RockCreek Daily Market Update


Equity Markets:
Global equities moved higher on Tuesday, particularly in Asia, as stocks were propelled by talk of further stimulus measures being taken by China. There was a brief hiccup in risk sentiment following the Brexit vote, but moves reversed as investors wrote off the defeat as expected. In the U.S., yesterday’s preference for large cap value reversed as momentum led. On a sector basis, industrials -0.3% and materials -0.7% lagged, while communication services 1.7% and health care 1.7% led.

Bond Markets:
The Treasury curve saw a modest bear steepening. European sovereigns again outperformed as ECB president Mario Draghi said that recent economic developments have been weaker than expected and significant stimulus is still needed, but indicated that “it’s a slowdown, which is not headed toward a recession.”

Currency Markets:
The U.S. dollar index increased 0.4%. British pound was flat on the session but tumbled by -1.9% intraday on the outcome of the Brexit vote before quickly recovering. The havens, Japanese yen and Swiss franc, weakened -0.5% and -0.7%, respectively, as Chinese authorities gave risk sentiment a boost. Euro weakened -0.5% on softer than expected Eurozone trade and German growth data.

Commodity Markets:
The Bloomberg Commodity Index gained 0.5%. WTI and Brent gained 2.9% and 2.6%, respectively, as China boosted risk sentiment and API reported that there was a decline in crude inventories last week. 

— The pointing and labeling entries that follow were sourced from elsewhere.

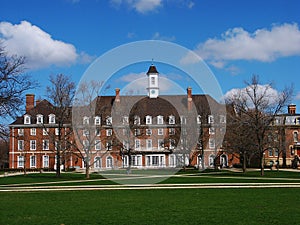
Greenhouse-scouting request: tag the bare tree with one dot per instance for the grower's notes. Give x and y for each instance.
(60, 94)
(13, 85)
(257, 105)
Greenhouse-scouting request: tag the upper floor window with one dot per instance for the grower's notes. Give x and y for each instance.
(171, 119)
(39, 119)
(97, 120)
(109, 120)
(210, 119)
(160, 120)
(148, 119)
(137, 120)
(20, 131)
(295, 136)
(125, 120)
(198, 119)
(86, 120)
(51, 119)
(27, 119)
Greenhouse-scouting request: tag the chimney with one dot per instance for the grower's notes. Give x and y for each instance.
(189, 93)
(117, 94)
(292, 109)
(29, 102)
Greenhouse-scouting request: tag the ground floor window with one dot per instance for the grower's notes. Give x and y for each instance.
(45, 161)
(21, 160)
(155, 160)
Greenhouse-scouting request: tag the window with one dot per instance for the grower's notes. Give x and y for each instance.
(27, 119)
(97, 120)
(86, 120)
(39, 119)
(45, 161)
(108, 132)
(137, 120)
(137, 132)
(109, 120)
(33, 161)
(137, 144)
(160, 144)
(148, 131)
(45, 144)
(222, 119)
(21, 160)
(45, 131)
(108, 145)
(97, 145)
(160, 131)
(160, 120)
(97, 131)
(149, 144)
(171, 119)
(20, 145)
(21, 132)
(97, 162)
(86, 144)
(148, 119)
(198, 119)
(125, 120)
(109, 162)
(295, 135)
(210, 119)
(211, 143)
(270, 151)
(171, 131)
(33, 131)
(32, 144)
(51, 119)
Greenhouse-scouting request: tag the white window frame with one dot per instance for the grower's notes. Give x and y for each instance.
(27, 119)
(51, 119)
(33, 131)
(20, 145)
(32, 161)
(32, 144)
(148, 119)
(39, 119)
(45, 161)
(46, 144)
(171, 119)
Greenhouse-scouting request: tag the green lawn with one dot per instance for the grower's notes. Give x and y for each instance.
(158, 206)
(179, 206)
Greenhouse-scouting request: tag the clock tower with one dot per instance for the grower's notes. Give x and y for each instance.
(153, 89)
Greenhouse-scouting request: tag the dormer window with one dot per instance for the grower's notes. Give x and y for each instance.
(137, 120)
(51, 119)
(86, 120)
(109, 120)
(171, 119)
(97, 120)
(210, 119)
(39, 119)
(148, 119)
(27, 119)
(160, 120)
(198, 119)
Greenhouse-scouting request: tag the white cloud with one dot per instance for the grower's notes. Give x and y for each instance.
(39, 48)
(158, 36)
(262, 45)
(271, 95)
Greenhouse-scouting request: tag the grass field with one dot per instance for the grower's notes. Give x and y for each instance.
(157, 206)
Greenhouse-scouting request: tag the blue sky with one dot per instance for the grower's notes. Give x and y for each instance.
(235, 38)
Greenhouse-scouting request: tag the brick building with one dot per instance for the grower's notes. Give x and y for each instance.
(153, 131)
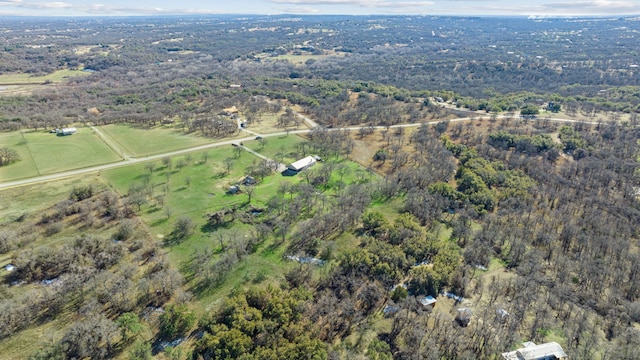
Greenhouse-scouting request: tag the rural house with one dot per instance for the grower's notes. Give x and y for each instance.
(464, 316)
(531, 351)
(66, 131)
(428, 302)
(302, 164)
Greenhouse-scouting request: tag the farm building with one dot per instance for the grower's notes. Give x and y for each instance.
(302, 164)
(464, 316)
(502, 315)
(230, 111)
(66, 131)
(531, 351)
(428, 302)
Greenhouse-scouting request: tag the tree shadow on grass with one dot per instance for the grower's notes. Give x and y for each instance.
(159, 221)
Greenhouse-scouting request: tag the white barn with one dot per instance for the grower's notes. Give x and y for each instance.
(66, 131)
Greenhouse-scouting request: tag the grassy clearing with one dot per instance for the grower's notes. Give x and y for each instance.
(165, 139)
(54, 154)
(206, 193)
(278, 148)
(14, 90)
(266, 123)
(24, 168)
(303, 58)
(55, 77)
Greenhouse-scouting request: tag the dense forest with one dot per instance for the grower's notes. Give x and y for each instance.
(528, 223)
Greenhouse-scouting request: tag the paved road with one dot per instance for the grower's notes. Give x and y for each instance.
(130, 160)
(111, 144)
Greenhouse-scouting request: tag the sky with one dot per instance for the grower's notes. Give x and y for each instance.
(350, 7)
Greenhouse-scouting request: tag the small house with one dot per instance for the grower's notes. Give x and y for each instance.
(390, 310)
(302, 164)
(66, 131)
(9, 267)
(502, 315)
(249, 180)
(428, 302)
(230, 111)
(464, 316)
(531, 351)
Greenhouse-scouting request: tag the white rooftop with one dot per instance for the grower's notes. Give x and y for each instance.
(303, 163)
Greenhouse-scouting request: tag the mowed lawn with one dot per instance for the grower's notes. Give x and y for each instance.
(197, 188)
(53, 154)
(149, 141)
(24, 168)
(54, 77)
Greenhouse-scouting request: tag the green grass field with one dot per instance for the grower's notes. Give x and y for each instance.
(137, 141)
(53, 154)
(55, 77)
(24, 168)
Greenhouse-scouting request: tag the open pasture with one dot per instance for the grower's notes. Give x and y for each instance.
(138, 141)
(54, 77)
(52, 154)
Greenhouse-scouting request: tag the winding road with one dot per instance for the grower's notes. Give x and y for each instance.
(129, 160)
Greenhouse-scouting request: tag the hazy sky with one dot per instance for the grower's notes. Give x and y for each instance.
(356, 7)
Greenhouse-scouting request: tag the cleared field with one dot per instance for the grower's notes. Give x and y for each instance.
(281, 148)
(53, 154)
(24, 168)
(303, 58)
(149, 141)
(57, 76)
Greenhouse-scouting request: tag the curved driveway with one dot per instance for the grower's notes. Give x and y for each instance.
(131, 160)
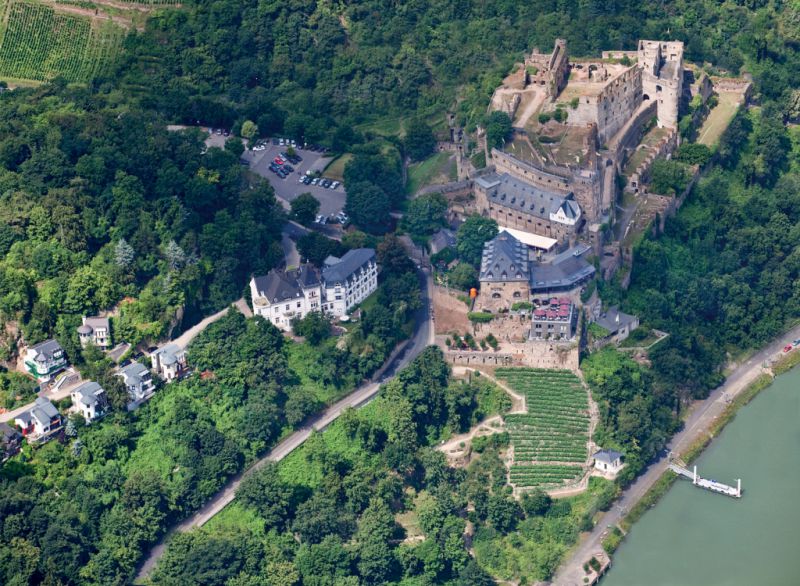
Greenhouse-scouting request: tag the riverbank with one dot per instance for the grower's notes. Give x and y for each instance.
(723, 541)
(702, 424)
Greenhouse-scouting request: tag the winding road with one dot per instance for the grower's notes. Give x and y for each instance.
(695, 426)
(422, 337)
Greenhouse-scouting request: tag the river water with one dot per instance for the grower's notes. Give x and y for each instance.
(694, 537)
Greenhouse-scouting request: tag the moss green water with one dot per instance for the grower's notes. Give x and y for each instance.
(693, 537)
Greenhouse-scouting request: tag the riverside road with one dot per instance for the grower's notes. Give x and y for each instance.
(422, 337)
(696, 425)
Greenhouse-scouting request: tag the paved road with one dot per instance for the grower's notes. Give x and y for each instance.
(696, 425)
(422, 337)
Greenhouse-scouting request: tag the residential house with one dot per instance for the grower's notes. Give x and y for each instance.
(45, 360)
(95, 330)
(169, 362)
(281, 296)
(554, 321)
(608, 462)
(40, 422)
(618, 324)
(10, 440)
(441, 239)
(349, 280)
(138, 382)
(90, 400)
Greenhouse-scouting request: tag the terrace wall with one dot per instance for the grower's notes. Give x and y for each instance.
(533, 353)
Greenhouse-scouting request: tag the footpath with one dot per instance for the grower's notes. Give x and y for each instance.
(696, 427)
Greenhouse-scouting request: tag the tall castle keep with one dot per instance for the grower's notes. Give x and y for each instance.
(577, 123)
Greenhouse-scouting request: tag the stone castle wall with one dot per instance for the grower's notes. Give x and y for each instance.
(533, 354)
(519, 219)
(585, 184)
(612, 107)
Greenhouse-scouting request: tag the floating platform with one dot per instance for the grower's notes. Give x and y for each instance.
(712, 485)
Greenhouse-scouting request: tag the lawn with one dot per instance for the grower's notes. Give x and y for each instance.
(335, 169)
(434, 169)
(718, 119)
(235, 516)
(302, 469)
(302, 357)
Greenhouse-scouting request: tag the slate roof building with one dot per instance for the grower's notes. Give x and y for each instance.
(508, 275)
(608, 462)
(40, 422)
(618, 324)
(524, 206)
(45, 360)
(95, 330)
(169, 362)
(442, 239)
(281, 296)
(10, 440)
(90, 400)
(138, 382)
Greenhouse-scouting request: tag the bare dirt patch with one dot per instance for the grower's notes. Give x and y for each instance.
(450, 313)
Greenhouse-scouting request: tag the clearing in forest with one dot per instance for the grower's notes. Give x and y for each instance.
(39, 42)
(550, 441)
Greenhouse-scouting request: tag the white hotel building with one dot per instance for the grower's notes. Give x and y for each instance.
(281, 296)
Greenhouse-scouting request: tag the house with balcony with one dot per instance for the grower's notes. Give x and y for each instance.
(554, 319)
(45, 360)
(95, 330)
(10, 441)
(349, 280)
(282, 296)
(138, 382)
(90, 400)
(169, 362)
(39, 423)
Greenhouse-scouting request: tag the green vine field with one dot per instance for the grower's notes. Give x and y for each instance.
(550, 439)
(39, 43)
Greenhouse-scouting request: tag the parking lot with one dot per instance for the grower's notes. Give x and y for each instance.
(331, 200)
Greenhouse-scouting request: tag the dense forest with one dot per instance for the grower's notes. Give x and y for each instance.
(103, 207)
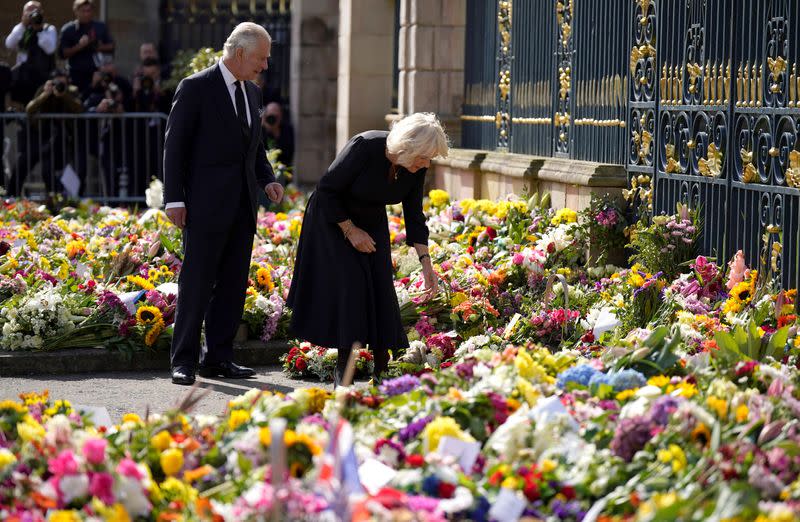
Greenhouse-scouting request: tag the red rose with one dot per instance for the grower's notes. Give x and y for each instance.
(415, 461)
(531, 491)
(446, 490)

In a speech to members of the European Parliament in Strasborg, ECB president Mario Draghi stated that “recent economic developments have been weaker than expected and uncertainties, notably related to global factors, remain prominent” and that a “significant amount of monetary policy stimulus is still needed to support the further build-up of domestic price pressures.” This followed data released earlier in the day that provided further evidence of softening economic conditions in the region. German GDP growth came in at 1.5% for 2018, the weakest level since 2013. The Eurozone’s trade surplus fell to €19.0 billion in November, down from the €23.4 billion seen a year prior. Imports and exports increased 4.7% and 1.9% year-over-year, respectively. 

Theresa May’s Brexit deal was defeated in U.K. Parliament by a vote of 432-202, a result that was largely anticipated.